Por diversas vezes, quando surgiam poucos trabalhos para uma guilda como Maut, o representante quem delegava seu executor. Por isso o status social dos assassinos interferia muito em praticamente tudo que eles desempenhavam, funcionava como uma moeda.
— Juntando todos os testemunhos — Anusha parou para observar a dupla que estava para sair — É um homem de cabelo castanho e alto, usa trajes em couro e tem um rosto deformado devido uma queimadura, Thassar tem a sua guarnição própria e escutei que estão caçando por um homem com essas descrições faça chuva ou faça sol, de qualquer forma, nós sabemos muito bem que quem quer se esconder de verdade, consegue. Façam as averiguações necessárias nesta vila para mim, se ele estiver lá, efetuem o contrato.

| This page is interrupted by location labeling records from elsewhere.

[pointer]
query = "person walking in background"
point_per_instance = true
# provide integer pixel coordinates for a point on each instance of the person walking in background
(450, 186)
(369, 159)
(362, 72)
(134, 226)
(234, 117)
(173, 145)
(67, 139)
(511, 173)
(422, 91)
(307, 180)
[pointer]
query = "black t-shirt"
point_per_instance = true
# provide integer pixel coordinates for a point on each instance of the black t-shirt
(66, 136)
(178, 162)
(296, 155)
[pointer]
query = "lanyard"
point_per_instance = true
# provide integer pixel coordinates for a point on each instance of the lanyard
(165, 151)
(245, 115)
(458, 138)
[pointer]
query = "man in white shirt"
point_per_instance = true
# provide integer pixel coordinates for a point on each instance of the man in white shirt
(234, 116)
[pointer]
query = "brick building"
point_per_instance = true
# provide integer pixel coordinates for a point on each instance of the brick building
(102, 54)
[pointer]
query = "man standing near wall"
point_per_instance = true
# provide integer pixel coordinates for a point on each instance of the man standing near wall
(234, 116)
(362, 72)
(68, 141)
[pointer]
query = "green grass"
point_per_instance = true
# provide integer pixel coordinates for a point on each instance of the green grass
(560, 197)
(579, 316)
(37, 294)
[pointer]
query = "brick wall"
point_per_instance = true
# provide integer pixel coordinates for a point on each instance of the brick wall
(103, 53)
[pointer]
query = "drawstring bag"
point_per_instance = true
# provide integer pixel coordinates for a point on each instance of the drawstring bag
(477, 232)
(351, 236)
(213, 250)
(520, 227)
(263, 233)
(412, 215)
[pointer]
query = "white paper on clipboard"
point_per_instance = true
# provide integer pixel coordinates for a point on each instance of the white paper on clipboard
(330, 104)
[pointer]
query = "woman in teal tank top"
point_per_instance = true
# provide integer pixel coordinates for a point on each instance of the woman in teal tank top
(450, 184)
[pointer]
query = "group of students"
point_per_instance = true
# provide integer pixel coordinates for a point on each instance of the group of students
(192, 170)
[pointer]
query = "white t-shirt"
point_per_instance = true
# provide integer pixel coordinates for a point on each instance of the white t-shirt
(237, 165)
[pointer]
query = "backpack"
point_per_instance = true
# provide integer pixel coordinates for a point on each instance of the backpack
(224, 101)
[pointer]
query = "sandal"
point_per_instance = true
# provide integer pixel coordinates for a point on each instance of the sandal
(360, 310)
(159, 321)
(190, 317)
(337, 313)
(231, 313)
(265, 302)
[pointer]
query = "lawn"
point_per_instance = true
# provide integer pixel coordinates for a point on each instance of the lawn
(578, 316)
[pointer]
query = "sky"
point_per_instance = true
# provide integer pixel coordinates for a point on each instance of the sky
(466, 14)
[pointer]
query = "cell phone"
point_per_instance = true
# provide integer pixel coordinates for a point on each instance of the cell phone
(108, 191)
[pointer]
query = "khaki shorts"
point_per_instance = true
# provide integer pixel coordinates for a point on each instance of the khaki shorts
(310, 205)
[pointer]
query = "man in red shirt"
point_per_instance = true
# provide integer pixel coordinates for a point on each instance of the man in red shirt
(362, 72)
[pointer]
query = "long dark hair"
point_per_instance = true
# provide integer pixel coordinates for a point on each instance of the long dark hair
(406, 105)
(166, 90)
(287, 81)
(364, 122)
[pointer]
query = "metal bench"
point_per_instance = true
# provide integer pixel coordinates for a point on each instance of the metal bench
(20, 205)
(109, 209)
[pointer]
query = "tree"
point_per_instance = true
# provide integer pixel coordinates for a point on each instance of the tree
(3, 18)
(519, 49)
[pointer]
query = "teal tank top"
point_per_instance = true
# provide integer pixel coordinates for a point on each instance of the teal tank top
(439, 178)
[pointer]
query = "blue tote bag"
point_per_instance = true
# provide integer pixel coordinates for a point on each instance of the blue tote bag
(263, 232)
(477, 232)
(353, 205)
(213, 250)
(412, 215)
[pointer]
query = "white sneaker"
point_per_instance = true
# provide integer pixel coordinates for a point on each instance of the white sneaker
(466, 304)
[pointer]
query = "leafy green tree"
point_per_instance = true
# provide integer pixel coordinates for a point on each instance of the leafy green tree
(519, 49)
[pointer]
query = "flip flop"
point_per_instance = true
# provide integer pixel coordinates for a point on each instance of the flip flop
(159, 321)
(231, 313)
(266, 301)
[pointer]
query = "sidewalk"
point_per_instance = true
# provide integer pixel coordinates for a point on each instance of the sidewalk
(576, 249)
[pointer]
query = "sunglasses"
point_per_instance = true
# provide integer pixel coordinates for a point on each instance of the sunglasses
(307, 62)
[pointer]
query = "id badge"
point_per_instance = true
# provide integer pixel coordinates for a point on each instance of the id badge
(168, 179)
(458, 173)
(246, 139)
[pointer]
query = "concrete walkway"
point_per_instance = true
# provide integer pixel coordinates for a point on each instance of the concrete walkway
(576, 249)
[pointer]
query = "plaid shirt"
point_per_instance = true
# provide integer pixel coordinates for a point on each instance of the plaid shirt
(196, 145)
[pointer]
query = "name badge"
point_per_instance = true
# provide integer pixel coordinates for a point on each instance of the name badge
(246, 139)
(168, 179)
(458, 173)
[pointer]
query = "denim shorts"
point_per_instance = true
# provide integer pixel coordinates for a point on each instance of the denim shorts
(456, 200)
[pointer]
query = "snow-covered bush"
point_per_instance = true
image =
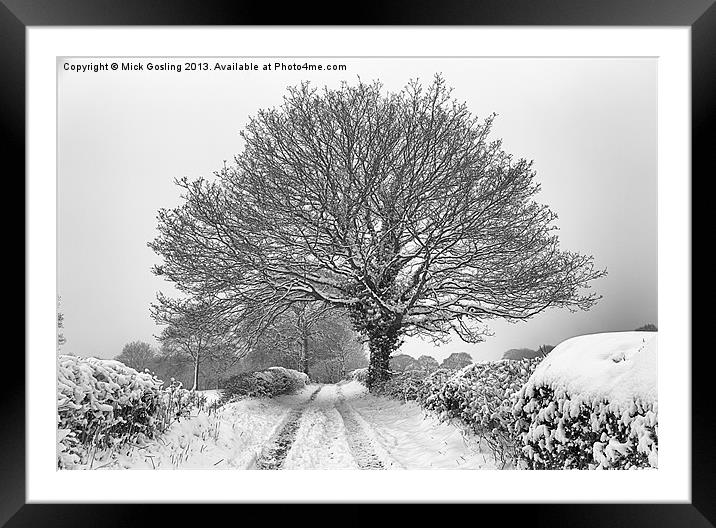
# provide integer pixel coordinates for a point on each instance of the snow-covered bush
(103, 404)
(592, 404)
(480, 397)
(263, 383)
(403, 385)
(360, 375)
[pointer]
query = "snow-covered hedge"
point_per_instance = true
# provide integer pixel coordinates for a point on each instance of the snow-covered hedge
(360, 375)
(264, 383)
(480, 397)
(403, 385)
(103, 404)
(592, 404)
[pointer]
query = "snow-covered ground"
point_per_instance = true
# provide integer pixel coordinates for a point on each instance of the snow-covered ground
(322, 427)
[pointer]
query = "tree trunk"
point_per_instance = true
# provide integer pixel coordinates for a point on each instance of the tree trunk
(381, 345)
(304, 355)
(196, 374)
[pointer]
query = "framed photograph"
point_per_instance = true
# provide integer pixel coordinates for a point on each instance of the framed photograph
(439, 255)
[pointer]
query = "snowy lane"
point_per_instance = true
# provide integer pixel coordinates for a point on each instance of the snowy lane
(321, 427)
(274, 454)
(344, 427)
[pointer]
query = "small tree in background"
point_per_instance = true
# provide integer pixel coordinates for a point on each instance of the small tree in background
(60, 325)
(403, 362)
(196, 328)
(457, 360)
(428, 364)
(138, 355)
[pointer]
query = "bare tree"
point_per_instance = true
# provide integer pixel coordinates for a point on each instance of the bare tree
(138, 355)
(197, 328)
(393, 206)
(60, 325)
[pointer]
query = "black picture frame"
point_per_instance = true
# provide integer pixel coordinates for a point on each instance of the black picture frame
(700, 15)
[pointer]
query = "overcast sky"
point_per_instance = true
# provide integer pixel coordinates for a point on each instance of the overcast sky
(588, 124)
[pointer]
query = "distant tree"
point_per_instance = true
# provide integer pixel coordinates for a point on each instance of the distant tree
(403, 362)
(397, 207)
(138, 355)
(457, 360)
(428, 364)
(197, 329)
(527, 353)
(60, 325)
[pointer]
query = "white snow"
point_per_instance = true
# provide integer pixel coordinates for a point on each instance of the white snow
(211, 395)
(619, 367)
(343, 427)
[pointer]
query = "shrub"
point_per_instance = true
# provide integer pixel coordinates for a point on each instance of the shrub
(103, 404)
(591, 405)
(480, 397)
(403, 385)
(263, 383)
(360, 375)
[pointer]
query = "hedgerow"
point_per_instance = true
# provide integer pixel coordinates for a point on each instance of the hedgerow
(403, 385)
(360, 375)
(559, 433)
(592, 405)
(480, 398)
(263, 384)
(104, 405)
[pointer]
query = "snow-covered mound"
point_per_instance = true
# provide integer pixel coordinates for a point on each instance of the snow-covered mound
(592, 403)
(619, 367)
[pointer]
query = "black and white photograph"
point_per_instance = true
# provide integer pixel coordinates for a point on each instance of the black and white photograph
(283, 263)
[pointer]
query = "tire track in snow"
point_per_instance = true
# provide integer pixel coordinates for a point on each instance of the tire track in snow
(360, 443)
(273, 456)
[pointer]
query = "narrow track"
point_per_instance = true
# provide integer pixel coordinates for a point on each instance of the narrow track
(361, 446)
(273, 456)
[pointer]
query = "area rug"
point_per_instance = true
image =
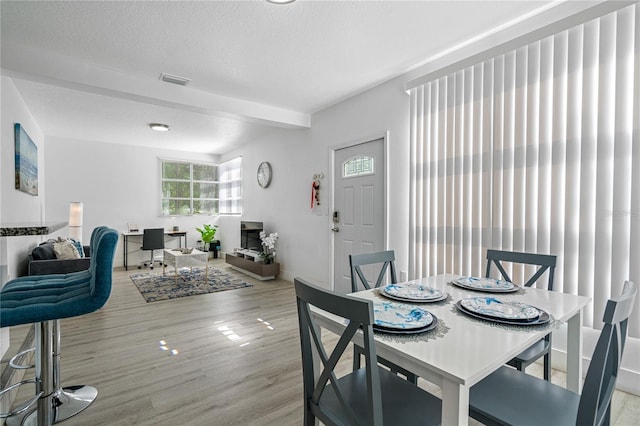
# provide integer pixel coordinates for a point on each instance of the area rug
(155, 287)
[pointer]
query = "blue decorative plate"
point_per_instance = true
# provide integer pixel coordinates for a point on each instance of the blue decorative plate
(413, 292)
(544, 317)
(496, 308)
(399, 316)
(430, 327)
(485, 284)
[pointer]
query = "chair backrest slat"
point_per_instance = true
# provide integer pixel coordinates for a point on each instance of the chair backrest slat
(545, 262)
(356, 261)
(599, 383)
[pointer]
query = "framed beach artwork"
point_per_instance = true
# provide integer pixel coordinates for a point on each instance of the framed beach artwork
(26, 161)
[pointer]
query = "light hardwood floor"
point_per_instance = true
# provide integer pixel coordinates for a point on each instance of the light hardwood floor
(228, 358)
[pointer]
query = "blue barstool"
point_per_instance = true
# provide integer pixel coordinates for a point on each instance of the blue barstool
(46, 299)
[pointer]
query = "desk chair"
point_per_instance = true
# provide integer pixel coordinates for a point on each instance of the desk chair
(510, 397)
(358, 279)
(545, 262)
(152, 239)
(368, 396)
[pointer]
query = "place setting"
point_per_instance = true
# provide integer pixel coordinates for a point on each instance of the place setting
(488, 285)
(413, 291)
(503, 312)
(402, 318)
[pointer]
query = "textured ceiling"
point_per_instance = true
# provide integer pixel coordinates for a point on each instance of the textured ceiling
(89, 69)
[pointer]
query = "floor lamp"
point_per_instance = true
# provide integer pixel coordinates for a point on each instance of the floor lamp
(75, 220)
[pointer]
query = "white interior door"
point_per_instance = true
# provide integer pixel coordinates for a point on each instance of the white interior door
(359, 207)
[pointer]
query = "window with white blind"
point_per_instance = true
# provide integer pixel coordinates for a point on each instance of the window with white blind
(535, 150)
(189, 188)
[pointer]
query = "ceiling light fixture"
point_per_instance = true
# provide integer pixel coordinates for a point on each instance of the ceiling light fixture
(159, 127)
(174, 79)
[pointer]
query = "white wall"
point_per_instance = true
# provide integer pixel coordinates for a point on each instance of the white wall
(118, 184)
(16, 206)
(304, 248)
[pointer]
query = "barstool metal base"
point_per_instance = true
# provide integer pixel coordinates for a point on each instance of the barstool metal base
(67, 402)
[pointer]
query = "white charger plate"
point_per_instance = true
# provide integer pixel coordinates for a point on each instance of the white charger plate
(413, 291)
(496, 308)
(400, 316)
(485, 284)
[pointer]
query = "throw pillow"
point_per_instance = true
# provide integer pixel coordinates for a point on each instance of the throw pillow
(44, 251)
(78, 246)
(65, 249)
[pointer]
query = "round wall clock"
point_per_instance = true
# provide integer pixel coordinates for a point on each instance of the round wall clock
(264, 174)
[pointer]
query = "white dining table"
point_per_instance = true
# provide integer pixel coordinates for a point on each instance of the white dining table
(463, 350)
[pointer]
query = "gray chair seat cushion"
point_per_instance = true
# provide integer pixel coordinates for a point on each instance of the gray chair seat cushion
(520, 399)
(403, 403)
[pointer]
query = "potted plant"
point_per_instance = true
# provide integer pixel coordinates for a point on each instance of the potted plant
(207, 234)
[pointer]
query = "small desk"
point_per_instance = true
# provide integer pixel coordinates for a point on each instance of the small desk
(126, 235)
(469, 349)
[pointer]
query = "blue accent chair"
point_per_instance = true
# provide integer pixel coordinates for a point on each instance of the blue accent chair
(44, 300)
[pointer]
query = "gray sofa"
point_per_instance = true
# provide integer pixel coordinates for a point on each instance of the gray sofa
(43, 261)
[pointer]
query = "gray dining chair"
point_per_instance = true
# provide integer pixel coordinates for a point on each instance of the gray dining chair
(386, 260)
(368, 396)
(545, 263)
(510, 397)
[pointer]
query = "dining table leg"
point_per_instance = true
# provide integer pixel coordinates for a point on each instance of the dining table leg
(455, 403)
(574, 352)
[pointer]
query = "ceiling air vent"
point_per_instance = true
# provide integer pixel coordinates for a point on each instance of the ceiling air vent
(174, 79)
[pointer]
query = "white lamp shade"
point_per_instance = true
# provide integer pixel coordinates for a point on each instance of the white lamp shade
(75, 214)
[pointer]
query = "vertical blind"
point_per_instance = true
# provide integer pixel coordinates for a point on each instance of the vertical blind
(535, 150)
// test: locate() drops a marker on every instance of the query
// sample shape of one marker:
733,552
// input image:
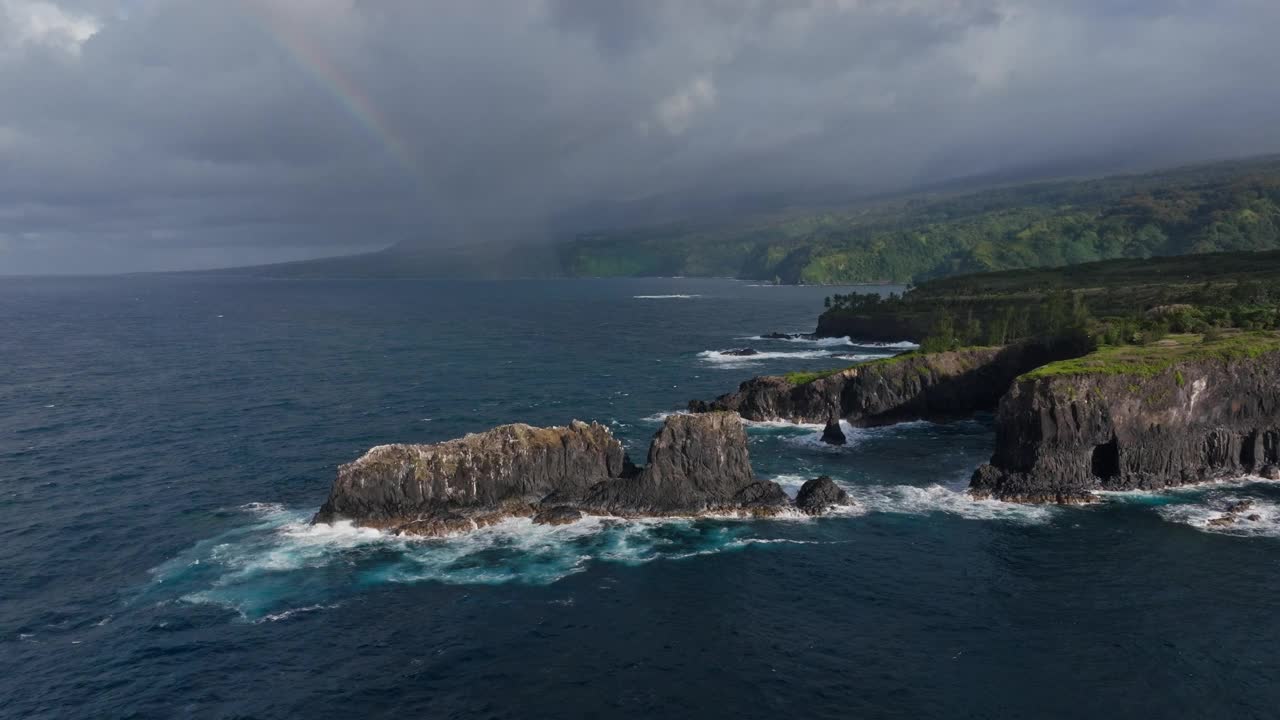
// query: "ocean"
164,441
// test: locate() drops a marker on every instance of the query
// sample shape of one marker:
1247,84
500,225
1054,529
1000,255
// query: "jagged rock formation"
472,481
821,495
832,433
906,387
1173,417
695,465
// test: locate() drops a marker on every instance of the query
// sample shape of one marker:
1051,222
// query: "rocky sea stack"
696,465
1138,418
912,386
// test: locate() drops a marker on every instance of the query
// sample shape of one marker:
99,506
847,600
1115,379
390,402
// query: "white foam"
662,417
263,509
723,358
903,345
805,338
293,611
913,500
780,424
1261,519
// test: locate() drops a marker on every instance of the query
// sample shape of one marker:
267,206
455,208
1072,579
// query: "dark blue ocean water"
164,440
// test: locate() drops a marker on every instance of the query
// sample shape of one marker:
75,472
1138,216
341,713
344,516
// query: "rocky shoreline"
912,386
1068,424
696,465
1153,419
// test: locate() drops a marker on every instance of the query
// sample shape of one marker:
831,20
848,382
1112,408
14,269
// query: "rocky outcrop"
1151,419
832,433
906,387
876,327
469,482
695,465
819,496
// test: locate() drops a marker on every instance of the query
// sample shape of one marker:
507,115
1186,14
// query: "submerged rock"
832,433
763,497
1137,419
821,495
558,515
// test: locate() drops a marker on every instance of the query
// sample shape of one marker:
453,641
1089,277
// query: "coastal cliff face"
914,386
874,327
695,465
434,488
1111,422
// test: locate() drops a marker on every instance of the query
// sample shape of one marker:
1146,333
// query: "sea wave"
280,566
917,500
1205,505
723,358
807,338
903,345
1261,518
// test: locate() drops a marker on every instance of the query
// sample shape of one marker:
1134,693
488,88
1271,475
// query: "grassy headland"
1224,206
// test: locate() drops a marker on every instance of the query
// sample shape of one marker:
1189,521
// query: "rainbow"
312,62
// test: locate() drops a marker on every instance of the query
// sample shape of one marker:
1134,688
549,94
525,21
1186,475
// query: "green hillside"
1225,206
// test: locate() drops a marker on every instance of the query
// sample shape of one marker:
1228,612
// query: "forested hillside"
1114,300
1225,206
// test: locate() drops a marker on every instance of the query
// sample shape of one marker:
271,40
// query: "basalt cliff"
936,386
1123,418
696,465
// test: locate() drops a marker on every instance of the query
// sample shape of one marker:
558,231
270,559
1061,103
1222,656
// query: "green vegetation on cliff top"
1224,206
1153,359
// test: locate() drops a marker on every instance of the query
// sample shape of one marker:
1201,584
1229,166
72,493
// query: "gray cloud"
164,133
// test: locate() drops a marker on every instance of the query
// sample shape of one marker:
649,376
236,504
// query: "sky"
141,135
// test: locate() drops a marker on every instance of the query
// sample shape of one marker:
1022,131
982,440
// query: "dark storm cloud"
182,132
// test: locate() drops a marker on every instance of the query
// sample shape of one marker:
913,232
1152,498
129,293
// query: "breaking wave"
279,566
1247,506
726,358
917,500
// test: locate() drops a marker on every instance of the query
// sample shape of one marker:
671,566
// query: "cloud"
676,112
146,133
44,23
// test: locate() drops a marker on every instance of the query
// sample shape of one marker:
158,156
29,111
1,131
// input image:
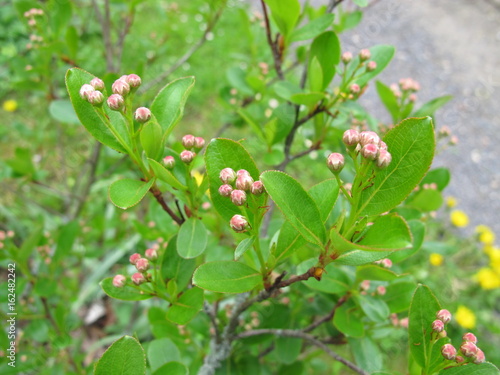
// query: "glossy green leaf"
192,238
165,175
168,105
127,193
313,28
411,144
124,357
226,277
75,79
296,204
326,49
126,293
186,307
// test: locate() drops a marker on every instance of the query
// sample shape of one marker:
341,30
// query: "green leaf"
192,238
411,144
285,13
296,204
186,307
124,357
243,246
75,79
326,49
168,105
127,193
226,277
126,293
165,175
432,106
313,28
423,309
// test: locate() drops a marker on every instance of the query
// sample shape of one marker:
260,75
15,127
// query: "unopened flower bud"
444,316
346,57
468,349
351,138
227,176
257,188
85,90
238,197
364,54
142,265
97,84
369,151
115,102
120,87
188,141
119,281
134,258
187,156
448,351
225,190
335,162
138,278
151,254
470,337
239,223
169,162
142,114
244,182
384,158
371,66
437,325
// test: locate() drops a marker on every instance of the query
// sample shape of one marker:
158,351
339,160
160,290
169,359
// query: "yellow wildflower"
436,259
451,202
459,218
465,317
488,279
10,105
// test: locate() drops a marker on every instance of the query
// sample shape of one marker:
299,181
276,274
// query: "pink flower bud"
364,54
199,142
371,66
142,265
142,114
115,102
335,162
225,190
239,223
369,151
97,84
227,176
244,182
134,258
85,90
138,278
238,197
119,281
120,87
257,188
151,254
187,156
444,316
437,325
188,141
133,80
384,158
468,349
448,351
346,57
351,138
469,337
169,162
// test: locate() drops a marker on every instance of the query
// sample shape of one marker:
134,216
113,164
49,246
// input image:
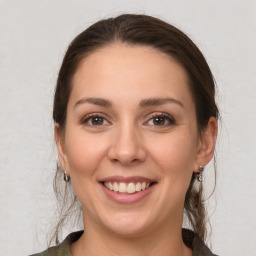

— Alguma prova para o contrato? — indagou o sombrio Solanki
As provas de contratos eram espólios mórbidos que os assassinos usurpavam para comprovar que uma vida foi retirada deste mundo. O contratante pedia geralmente por partes que pudesse reconhecer com precisão, confirmando que o assassinado era justamente quem queria que fosse. Orelhas, dedos e olhos eram mais comumente pedidos, não que isso significasse que os contratantes não pudessem ser mais criativos, pedindo braços, joelhos, órgãos genitais ou até mesmo internos.
— A cabeça, se possível. — O algoz ajeitou a sua máscara — Caso contrário, arranque apenas o pedaço da pele queimada do rosto, deve servir.
Dalila estava embasbacada, ela não era uma graduada tão antiga, tanto que nunca havia visto isso: um contrato sendo entregue. Seus olhos brilhavam com ela imaginando quando seria a sua vez.
Ela podia reparar o nervosismo vindo da Niyati, as duas tinham um consenso interno voltado para a admiração que existia para com Lavish. Nos minutos que sucederam, a algoz da pele caramelo encarava a dupla, se preparando para se retirar. Os dois foram para uma das fontes, limpar o rosto para esclarecer a mente e então partir.
Anusha encerrou a reunião, fazendo com que os seus discípulos se levantassem e dispersassem. Dalila levou um pouco a mais para poder se afastar, ela gostava de aprender por observação, evitava ao máximo fazer qualquer tipo de pergunta para não incomodar ninguém.
Solanki fez uma longa reverência voltada para Anusha
— Alvida, meu senhor.
— Alvida2. — Niyati prontamente imitou.
E ambos partiram então, sob a benção que a mão esquerda do mascarado simbolizava ao tocar em suas cabeças. Nenhum som de passo foi ecoado, por mais que o chão de Maut fosse sensível o suficiente para alertar qualquer pegada distribuída sobre si, um algoz sempre fora silencioso.